L’alimentazione in gravidanza

L’alimentazione materna durante la gravidanza può influenzare la salute del bambino non solo durante il periodo fetale e neonatale, ma anche nella sua futura vita da adulto.

Un falso mito è che le donne incinte devono mangiare per due. Tutt’altro. Bisogna tenere sotto controllo il peso corporeo, perché un eccessivo incremento ponderale può portare a pericolose complicanze sia per la mamma (gestosi, diabete gestazionale, parto prematuro) che per il nascituro (macrosomia, lesioni durante il parto). In generale l’aumento calorico consigliato per il primo trimestre di gravidanza è di 200-300 kcal al giorno, di 350 kcal al giorno per il secondo semestre e di 460 kcal al giorno per il terzo trimestre.

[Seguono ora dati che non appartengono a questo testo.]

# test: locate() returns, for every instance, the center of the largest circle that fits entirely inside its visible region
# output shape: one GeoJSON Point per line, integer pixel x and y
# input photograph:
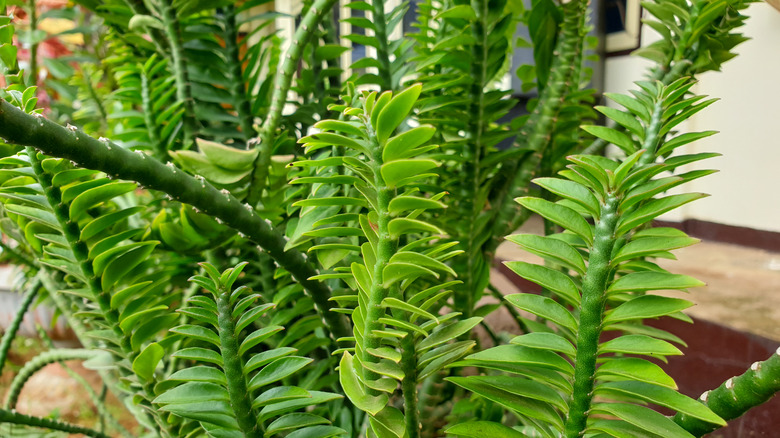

L’incremento di peso della mamma dipende dall’indice di massa corporea (IMC) pre-gravidanza.

IMC pre-gravidanza Aumento auspicabile di peso in gravidanza

Sottopeso IMC < 18.5 12,5 – 18 kg

Normopeso IMC 18.5 – 25 11,4 – 16 kg

Sovrappeso IMC >25 7 – 11,5 kg

Obesità IMC > 30 kg 7 kg

 

ALIMENTI DA EVITARE E LIMITARE:

  • Uova, carne e pesce crudi o poco cotti
  • Zuccheri semplici, dolci e bibite gassate, cereali e prodotti raffinati
  • Le noccioline (se in famiglia ci sono casi di allergie come asma, eczema o febbre da fieno)
  • Bevande alcoliche
  • Salumi e verdure crude (per chi non ha sviluppato immunità contro il toxoplasma)
  • Sale

COMPORTAMENTI ALIMENTARI DA SEGUIRE:

  • Variare la scelta dei cibi, in modo da seguire una dieta equilibrata
  • Includere alimenti ricchi di fibre (frutta, verdura, cereali integrali, legumi): contrastano la stipsi che spesso si presenta durante gravidanza
  • Mangiare durante 3 pasti principali e 2 spuntini leggeri al giorno
  • Bere almeno 2 litri (8 bicchieri) di acqua al giorno
  • Consumare almeno 2 porzioni di pesce a settimana, preferibilmente pesce azzurro (sardine, aringhe, sgombro, alici, salmone, tonno) ricco di acidi grassi essenziali omega 3, che contribuiscono allo sviluppo del sistema nervoso del bambino
  • Specialmente nel primo trimestre, assumere alimenti ricchi di acido folico (broccoli, cavoli, spinaci, piselli, arance): riducono il rischio di difetti congeniti come la spina bifida
  • Mangiare cibi ricchi di ferro (carne rossa, pesce, uova, frutta secca, cereali, verdure a foglia larga, legumi) e di calcio (latte e formaggi)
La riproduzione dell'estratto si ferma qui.